I played Quacksalber three times on a review copy from Schmidt Spiele just prior to BGG.Spring, then played four more times at that show while teaching it at least ten times. Ideally I've honed my explanation to such a degree that the video overview below covers everything that you'd want to know — in fact, it will likely cover far more than you need to know as I throw in all sorts of asides about the nature of gameplay and how this title relates to others from Warsch.
The short take on the former topic: Quacksalber is a press-your-luck game in which you brew potions, pulling ingredients from your personal bag and adding them to your pot. In general, the more you add, the more points you earn and the more money you have to buy additional ingredients, which (could) lead to more points and money in future rounds. Pull too many of the wrong ingredients, and your pot overflows, which means you lose out of some of what happens later in the round.
As you might imagine from the description, your success in the game depends not only on what you buy but whether you draw from the bag what you bought. On top of that, did you draw the right things in the right order? Did the event card further give you a boost for the round? And what happened in the pots of your fellow players? The game is luck upon luck upon luck upon giggly snorting and table-slapping.

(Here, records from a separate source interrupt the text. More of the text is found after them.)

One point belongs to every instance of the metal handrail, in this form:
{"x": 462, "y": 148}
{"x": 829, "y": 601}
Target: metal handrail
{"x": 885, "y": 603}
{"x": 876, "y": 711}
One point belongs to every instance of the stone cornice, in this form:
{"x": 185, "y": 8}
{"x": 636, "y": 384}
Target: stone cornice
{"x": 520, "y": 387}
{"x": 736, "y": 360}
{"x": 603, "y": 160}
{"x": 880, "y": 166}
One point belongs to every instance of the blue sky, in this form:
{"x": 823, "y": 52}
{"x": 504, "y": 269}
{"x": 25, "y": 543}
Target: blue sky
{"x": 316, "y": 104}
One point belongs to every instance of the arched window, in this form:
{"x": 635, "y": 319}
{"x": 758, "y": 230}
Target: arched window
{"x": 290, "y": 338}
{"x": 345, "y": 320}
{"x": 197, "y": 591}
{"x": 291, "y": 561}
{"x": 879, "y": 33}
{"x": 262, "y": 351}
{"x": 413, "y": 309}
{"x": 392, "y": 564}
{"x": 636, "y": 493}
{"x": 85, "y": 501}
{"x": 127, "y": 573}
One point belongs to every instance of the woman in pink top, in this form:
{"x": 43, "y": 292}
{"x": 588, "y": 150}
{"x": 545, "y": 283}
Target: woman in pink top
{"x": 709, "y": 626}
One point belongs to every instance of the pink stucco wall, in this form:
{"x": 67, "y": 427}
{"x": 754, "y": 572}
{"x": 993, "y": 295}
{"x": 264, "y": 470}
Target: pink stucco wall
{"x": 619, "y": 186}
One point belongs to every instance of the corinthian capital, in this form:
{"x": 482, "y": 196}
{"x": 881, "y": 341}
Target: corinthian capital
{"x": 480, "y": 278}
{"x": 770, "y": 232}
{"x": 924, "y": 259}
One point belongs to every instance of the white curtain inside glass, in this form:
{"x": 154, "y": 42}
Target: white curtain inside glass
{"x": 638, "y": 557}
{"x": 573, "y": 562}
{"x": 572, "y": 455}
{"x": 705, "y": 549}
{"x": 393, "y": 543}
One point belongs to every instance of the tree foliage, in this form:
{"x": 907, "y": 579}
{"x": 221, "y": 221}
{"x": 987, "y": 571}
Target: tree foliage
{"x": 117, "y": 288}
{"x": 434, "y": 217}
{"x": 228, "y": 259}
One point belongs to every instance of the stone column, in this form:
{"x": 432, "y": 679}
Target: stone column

The short take on that latter topic: Ganz, Quacksalber, and The Mind all have a wide-ranging "playing space", by which I mean that the variability in how games play out seems larger than average. I've seen games of The Mind end on level 3 multiple times, and I've experienced around a dozen victories. Players in Ganz sometimes bomb out due to unlikely dice rolls and sometimes their score pinballs far over 200. A round in Quacksalber can end after four ingredient pulls in the worse case scenario — and I've seen it! — or a round can end with someone filling their pot to the brim, and I've seen that as well.
Aside from this wide range of game experiences, these three designs generate magic moments during gameplay when everything works out unexpectedly — and when the odds don't go your way, you marvel at what could have been. Maybe next time! Oh, next time starts in a few minutes? Well, let's give it another go!
(One rules correction for those who are playing this game: The official English rules for Quacksalber on BGG from Schmidt Spiele neglect to mention that each player starts the game owning one ruby.)